August 30, 2010
Maggie Sachs on Douglas Branson's The Last Male Bastion: Gender and the CEO Suite in America's Public Companies
Posted by Christine Hurt

Friend and Glom reader Maggie Sachs sends along her quick take on this intriguing new book by a corporate law colleague, which is inspiring me to read more:

I have just finished reading a recent book by Douglas Branson that is likely to be of interest to many readers of this blog. Entitled The Last Male Bastion: Gender and the CEO Suite in America’s Public Companies, the book offers fascinating insights into the challenges that women face in becoming (and surviving as) CEOs. The purpose of the book is to shed light on a perplexing and under-publicized phenomenon: the astonishing fact that as of 2010, a mere three percent of Fortune 500 companies have women CEOs.

In the first part of the book, Branson, a law professor at the University of Pittsburgh, profiles twenty-one women CEOs. These women run the gamut in terms of personality, family background, and financial literacy. A few have been great successes as CEOs, while others have been abject failures. Paradoxically, sometimes the very traits that open the door of the CEO suite prove counterproductive once a woman is inside the door.

In the second and third parts of the book, Branson dissects the data he has assembled. There is a wealth of intriguing analysis here, which I will illustrate by sharing a few of my personal favorites. First, there is a tendency for women to be hired by companies that spot trouble on the horizon. With the deck stacked against women CEOs in this fashion, how surprised should we be if they don’t succeed? Moreover, women CEOs who fail at their jobs seem to fall off the professional checkerboard, whereas their male counterparts often land on their feet in new and visible positions.
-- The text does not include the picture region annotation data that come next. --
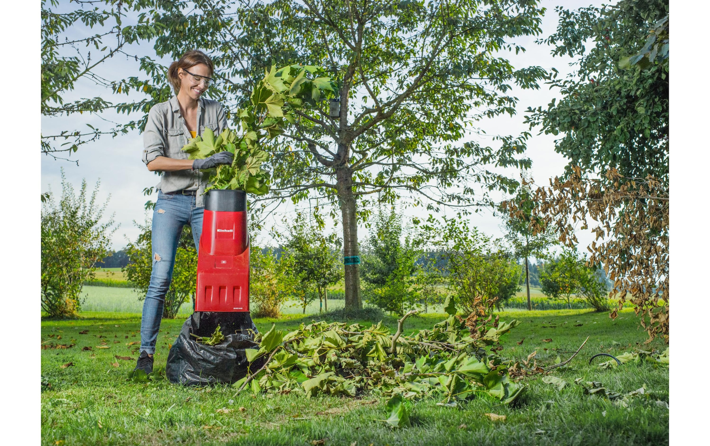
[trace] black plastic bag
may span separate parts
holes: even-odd
[[[217,325],[224,340],[216,345],[197,342],[191,335],[212,336]],[[195,311],[185,321],[168,355],[168,379],[186,386],[231,384],[241,379],[248,365],[244,349],[259,348],[253,341],[257,333],[248,311]],[[253,370],[263,364],[256,362],[251,364]]]

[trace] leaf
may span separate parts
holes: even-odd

In addition, women are more likely to be hired when the length of time allotted for interviews is longer, allowing greater opportunity either for initially hesitant interviewees to convey their accomplishments or for initially prejudiced interviewers to overcome their biases (or both).

In short, Branson’s book is as sobering as it is provocative. It will resonate with everyone who cares about the problems that confront women professionals in general, as well as those of us with an interest in women CEOs in particular.